Become A Moral Compass

During a routine check-up recently, it was discovered that I had a high blood-pressure episode, so the doctor thought best to monitor the pressure overnight.

Control what you can control.

In a matter of minutes, I was promoted from hospital visitor to hospital patient.

I tend to live by the clock, with many self-imposed punctuality requirements.

So when the doctor blew the whistle and said “time-out,” I found myself confined to a bed for a few days, with plenty of time to think.

At one point, I had two doctors at the foot of my bed talking in low tones and not even smiling at my jokes. The doctors said my pressure was simply not coming down, and it was beginning to concern them.

Suddenly, all those things I was rushing to do–the things I had to get out of this dang hospital to tend to–weren’t going to get done. And I was powerless to change that.

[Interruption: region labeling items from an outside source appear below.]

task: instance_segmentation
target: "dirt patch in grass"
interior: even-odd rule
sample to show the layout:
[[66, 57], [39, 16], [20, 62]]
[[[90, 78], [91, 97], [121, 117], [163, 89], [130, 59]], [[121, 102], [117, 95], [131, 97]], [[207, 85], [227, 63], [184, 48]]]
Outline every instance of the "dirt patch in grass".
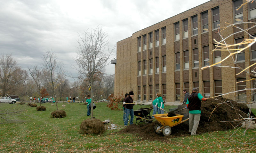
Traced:
[[99, 119], [88, 119], [83, 121], [80, 125], [79, 132], [82, 134], [101, 134], [106, 131], [104, 124]]
[[[217, 104], [224, 101], [225, 99], [218, 98], [209, 99], [206, 102], [201, 103], [201, 116], [200, 122], [196, 131], [198, 134], [217, 131], [225, 131], [234, 129], [240, 123], [240, 122], [224, 122], [220, 121], [234, 120], [234, 119], [248, 117], [245, 113], [248, 113], [249, 108], [243, 104], [231, 101], [219, 106], [212, 113]], [[226, 101], [230, 100], [227, 99]], [[178, 110], [186, 107], [186, 104], [178, 106]], [[183, 115], [182, 120], [189, 117], [188, 109], [185, 109], [179, 111], [174, 112], [177, 114]], [[255, 116], [252, 113], [251, 115]], [[164, 136], [161, 134], [158, 135], [155, 133], [154, 127], [158, 122], [156, 121], [148, 124], [135, 124], [128, 126], [127, 127], [118, 132], [119, 133], [131, 133], [138, 135], [140, 140], [148, 140], [165, 141], [172, 138], [185, 136], [190, 135], [188, 131], [188, 121], [178, 125], [172, 127], [172, 133], [168, 136]]]

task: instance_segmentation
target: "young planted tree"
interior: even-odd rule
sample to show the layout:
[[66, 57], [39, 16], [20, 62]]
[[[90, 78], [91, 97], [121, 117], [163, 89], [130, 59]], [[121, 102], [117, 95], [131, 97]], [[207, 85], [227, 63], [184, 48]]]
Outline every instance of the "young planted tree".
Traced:
[[[47, 78], [49, 82], [47, 84], [48, 87], [51, 91], [52, 94], [55, 95], [55, 90], [57, 85], [59, 85], [58, 82], [61, 78], [63, 74], [63, 63], [60, 61], [58, 61], [57, 55], [51, 50], [46, 51], [43, 55], [43, 62], [42, 64], [43, 68], [44, 69], [44, 76]], [[56, 101], [56, 107], [57, 110], [58, 106]]]
[[[109, 47], [110, 40], [107, 36], [102, 28], [99, 27], [85, 31], [78, 36], [78, 47], [75, 58], [78, 68], [75, 69], [78, 72], [78, 79], [89, 83], [92, 102], [95, 83], [104, 73], [105, 67], [109, 64], [108, 60], [112, 57], [115, 48], [115, 46], [111, 48]], [[92, 118], [93, 113], [92, 109]]]

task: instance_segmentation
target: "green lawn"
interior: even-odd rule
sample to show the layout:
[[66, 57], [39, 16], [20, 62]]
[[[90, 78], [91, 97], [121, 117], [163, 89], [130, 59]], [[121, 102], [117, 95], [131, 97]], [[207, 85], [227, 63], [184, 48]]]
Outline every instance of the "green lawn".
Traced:
[[[59, 109], [64, 110], [67, 117], [52, 118], [51, 113], [56, 110], [50, 103], [43, 104], [44, 111], [24, 105], [0, 104], [3, 110], [26, 110], [21, 113], [1, 115], [0, 118], [1, 152], [255, 152], [256, 130], [248, 130], [244, 136], [234, 130], [217, 131], [196, 136], [173, 138], [168, 142], [138, 141], [136, 135], [115, 132], [124, 128], [123, 112], [112, 111], [105, 103], [96, 103], [94, 116], [101, 121], [109, 119], [118, 125], [118, 129], [107, 130], [101, 135], [81, 135], [78, 131], [83, 120], [88, 118], [86, 106], [75, 103], [58, 103]], [[137, 110], [147, 106], [134, 106]], [[174, 106], [165, 106], [166, 111]], [[256, 114], [256, 109], [253, 112]], [[153, 111], [151, 112], [152, 113]], [[3, 118], [12, 120], [6, 123]], [[134, 122], [135, 122], [135, 119]], [[127, 128], [129, 128], [129, 126]], [[243, 130], [241, 130], [243, 132]], [[152, 131], [154, 132], [154, 131]], [[242, 144], [237, 142], [243, 142]]]

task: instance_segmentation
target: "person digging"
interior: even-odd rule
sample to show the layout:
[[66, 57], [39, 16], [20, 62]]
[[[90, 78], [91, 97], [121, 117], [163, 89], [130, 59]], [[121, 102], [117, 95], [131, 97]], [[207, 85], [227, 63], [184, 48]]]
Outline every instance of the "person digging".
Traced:
[[127, 127], [128, 124], [128, 120], [129, 114], [131, 115], [130, 125], [133, 124], [133, 105], [137, 105], [133, 103], [133, 91], [131, 91], [129, 92], [129, 96], [124, 98], [123, 104], [125, 105], [125, 119], [124, 120], [124, 127]]
[[197, 89], [194, 88], [191, 94], [187, 100], [187, 106], [188, 108], [189, 115], [189, 132], [191, 135], [196, 135], [200, 117], [201, 115], [201, 100], [206, 101], [207, 99], [204, 98], [200, 93], [197, 93]]

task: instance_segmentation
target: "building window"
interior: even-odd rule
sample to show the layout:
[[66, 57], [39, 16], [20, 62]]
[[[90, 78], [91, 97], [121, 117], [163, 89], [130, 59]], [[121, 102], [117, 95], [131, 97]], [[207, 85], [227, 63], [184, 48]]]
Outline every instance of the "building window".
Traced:
[[[238, 91], [244, 89], [246, 87], [246, 82], [242, 81], [245, 81], [245, 78], [236, 79], [236, 87]], [[246, 91], [244, 90], [237, 92], [237, 99], [240, 101], [246, 101]]]
[[156, 73], [159, 73], [159, 57], [156, 58]]
[[249, 3], [250, 18], [256, 17], [256, 3]]
[[138, 100], [140, 100], [140, 86], [138, 86]]
[[156, 46], [159, 46], [159, 30], [155, 32], [156, 35]]
[[149, 85], [149, 100], [153, 99], [153, 86]]
[[179, 52], [175, 53], [175, 64], [176, 66], [175, 67], [175, 70], [179, 70], [180, 69], [180, 65]]
[[184, 83], [184, 89], [186, 90], [187, 92], [189, 92], [189, 83]]
[[208, 31], [208, 12], [202, 14], [203, 32]]
[[141, 49], [141, 38], [140, 37], [138, 38], [138, 52], [140, 51], [140, 49]]
[[[253, 35], [252, 36], [255, 37], [256, 37], [256, 35]], [[252, 59], [256, 59], [256, 43], [254, 43], [251, 47], [251, 58]]]
[[188, 19], [183, 20], [183, 38], [188, 37]]
[[197, 16], [192, 17], [192, 31], [193, 35], [198, 33], [198, 27], [197, 27]]
[[[221, 48], [219, 47], [216, 47], [217, 44], [213, 44], [213, 48], [214, 49], [220, 49]], [[220, 50], [215, 50], [213, 55], [213, 62], [214, 63], [218, 63], [221, 60], [221, 52]], [[221, 64], [221, 63], [219, 64]]]
[[176, 100], [180, 100], [180, 84], [177, 83], [175, 84], [175, 94], [176, 95]]
[[[256, 88], [256, 80], [255, 80], [255, 79], [256, 78], [254, 77], [252, 78], [254, 79], [253, 80], [252, 80], [251, 82], [252, 83], [252, 87], [253, 88], [255, 89]], [[252, 99], [252, 100], [254, 101], [256, 100], [256, 90], [252, 90], [252, 93], [253, 95]]]
[[147, 49], [147, 35], [143, 36], [143, 50]]
[[163, 60], [163, 72], [166, 72], [166, 55], [163, 56], [162, 60]]
[[198, 48], [193, 49], [193, 67], [198, 68], [199, 67], [198, 60]]
[[153, 73], [153, 59], [149, 59], [149, 74]]
[[149, 37], [149, 47], [148, 48], [151, 48], [153, 47], [153, 33], [150, 33], [148, 37]]
[[204, 81], [204, 94], [206, 98], [210, 97], [210, 81]]
[[143, 86], [143, 100], [147, 100], [147, 86]]
[[238, 9], [242, 4], [243, 4], [243, 0], [236, 0], [233, 1], [235, 22], [241, 22], [243, 20], [243, 6]]
[[203, 56], [204, 60], [204, 66], [210, 65], [209, 59], [209, 46], [207, 46], [203, 47]]
[[166, 84], [162, 84], [162, 88], [163, 88], [163, 90], [162, 90], [163, 96], [166, 97]]
[[140, 61], [138, 62], [138, 75], [140, 75], [141, 70], [140, 69]]
[[180, 40], [180, 22], [178, 22], [174, 24], [175, 28], [175, 40]]
[[195, 81], [193, 82], [193, 88], [196, 88], [197, 89], [197, 92], [199, 93], [199, 82]]
[[147, 60], [144, 60], [143, 61], [143, 75], [147, 74]]
[[[159, 84], [156, 84], [156, 88], [155, 90], [156, 90], [156, 91], [155, 91], [155, 93], [156, 93], [156, 94], [156, 94], [156, 93], [159, 92]], [[155, 98], [156, 98], [156, 96], [156, 96]]]
[[214, 81], [215, 95], [218, 96], [222, 94], [222, 84], [221, 80]]
[[166, 28], [162, 28], [162, 44], [166, 44]]
[[212, 10], [212, 29], [217, 29], [220, 27], [220, 8], [219, 7]]
[[[244, 40], [244, 37], [236, 39], [235, 40], [235, 43], [236, 44], [243, 42]], [[244, 47], [244, 45], [238, 45], [236, 46], [236, 49], [239, 49], [243, 48]], [[238, 51], [238, 49], [237, 50], [235, 51], [235, 52]], [[242, 52], [239, 53], [237, 53], [235, 55], [235, 61], [236, 62], [241, 61], [244, 61], [245, 57], [244, 57], [244, 50], [243, 50]]]
[[183, 56], [184, 57], [184, 69], [188, 69], [189, 68], [189, 57], [188, 51], [186, 50], [184, 51], [183, 53]]

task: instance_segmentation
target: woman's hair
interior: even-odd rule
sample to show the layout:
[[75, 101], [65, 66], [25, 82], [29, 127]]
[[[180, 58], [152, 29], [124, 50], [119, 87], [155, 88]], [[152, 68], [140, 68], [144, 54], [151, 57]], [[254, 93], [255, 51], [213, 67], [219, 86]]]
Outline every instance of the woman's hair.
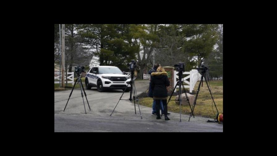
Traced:
[[162, 67], [160, 66], [158, 68], [158, 69], [157, 69], [157, 72], [165, 72], [165, 71], [164, 70], [164, 68], [163, 68]]

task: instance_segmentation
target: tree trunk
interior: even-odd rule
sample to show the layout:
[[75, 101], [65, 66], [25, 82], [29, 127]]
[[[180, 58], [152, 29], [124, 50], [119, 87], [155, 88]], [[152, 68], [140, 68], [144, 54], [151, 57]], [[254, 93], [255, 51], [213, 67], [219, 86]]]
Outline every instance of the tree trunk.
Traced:
[[102, 50], [101, 50], [101, 49], [104, 48], [104, 43], [103, 43], [104, 41], [103, 41], [103, 33], [102, 31], [102, 27], [101, 28], [101, 30], [100, 31], [100, 42], [101, 44], [100, 45], [100, 54], [99, 57], [99, 61], [100, 61], [100, 66], [103, 66], [104, 65], [103, 64], [104, 63], [104, 59], [103, 58], [103, 54], [102, 53]]

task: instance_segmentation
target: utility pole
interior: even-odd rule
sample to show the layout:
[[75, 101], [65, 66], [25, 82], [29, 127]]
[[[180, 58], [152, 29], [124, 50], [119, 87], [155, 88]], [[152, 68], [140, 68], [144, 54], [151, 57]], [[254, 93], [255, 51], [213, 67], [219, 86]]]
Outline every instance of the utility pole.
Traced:
[[154, 67], [154, 65], [155, 64], [155, 53], [156, 52], [156, 49], [154, 49], [154, 51], [153, 51], [153, 67]]
[[64, 24], [62, 24], [62, 87], [64, 88]]
[[60, 55], [60, 73], [59, 74], [60, 75], [60, 88], [61, 88], [61, 24], [59, 24], [59, 27], [60, 28], [60, 51], [59, 53], [59, 55]]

Comparing Apples To Tom Hanks

I often defer fear by thinking of books, movies, and experiences, playing them in my head like DVDs and looking at them from a different angle to see if I missed something.

As I lay in the hospital in nervous silence while meds were pumped through my IV, I thought about the movie Castaway. Tom Hanks plays a man who washes ashore on a deserted island after a plane crash. He regrettably left his fiancee on Christmas Eve back in Memphis for a job that demands being on time.

In stark contrast, after the crash, time stands still, and there is no deadline to meet.

One day, some garbage washes ashore, and using a piece of plastic to make a sail, he floats away on a hand-built raft, at which point he is discovered by a ship and taken home.

Lying in that hospital bed, I discovered a point of the movie I had missed before: While the castaway is on the island, he has no hope of being genuinely happy again on his terms, and is so depressed that he tries to kill himself.

He can’t see a productive “reason” for his existence–where his life is going–and what is supposed to happen. Yet when he returns home, he learns his girlfriend has married someone else and life has gone on without him.

So, even after he returns home, he still doesn’t know why he lived through the crash or where his life is going. Despite all his attempts at control, he realizes he has none.

He finally sits down at a friend’s house and reflects on his experience: He says the one thing he learned was that when he didn’t really know what he was supposed to do, he realized his only job was to stay alive, that eventually something would come along–like the piece of plastic that washed up on shore and suddenly he had a way off the island.

Digging Deeper

I began to see my own medical problems as part of God’s plan. He will take these matters where He chooses, and will do with my life what He decides is best. My job is simply “to keep breathing.”

When I don’t understand something, I need to just tread water and stay alive.

At some point, my sail will wash up on shore and take me to the next place. But there’s no guarantee that place will solve my problems or answer my questions. Such favor is simply a matter of grace.

I’ve found this philosophy will help get me through the lowest spots.

In the movie, Hanks’ character, speaking to a friend, refers to the futility of both his lonely travail on the island and his fiancee’s trying to keep hope alive as the years go by with no sign of him:

“We both had done the math. Kelly added it all up and…knew she had to let me go. I added it up, and knew that I had…lost her. ‘Cause I was never gonna get off that island. I was gonna die there, totally alone. I was gonna get sick, or get injured or something. The only choice I had, the only thing I could control was when, and how, and where it was going to happen.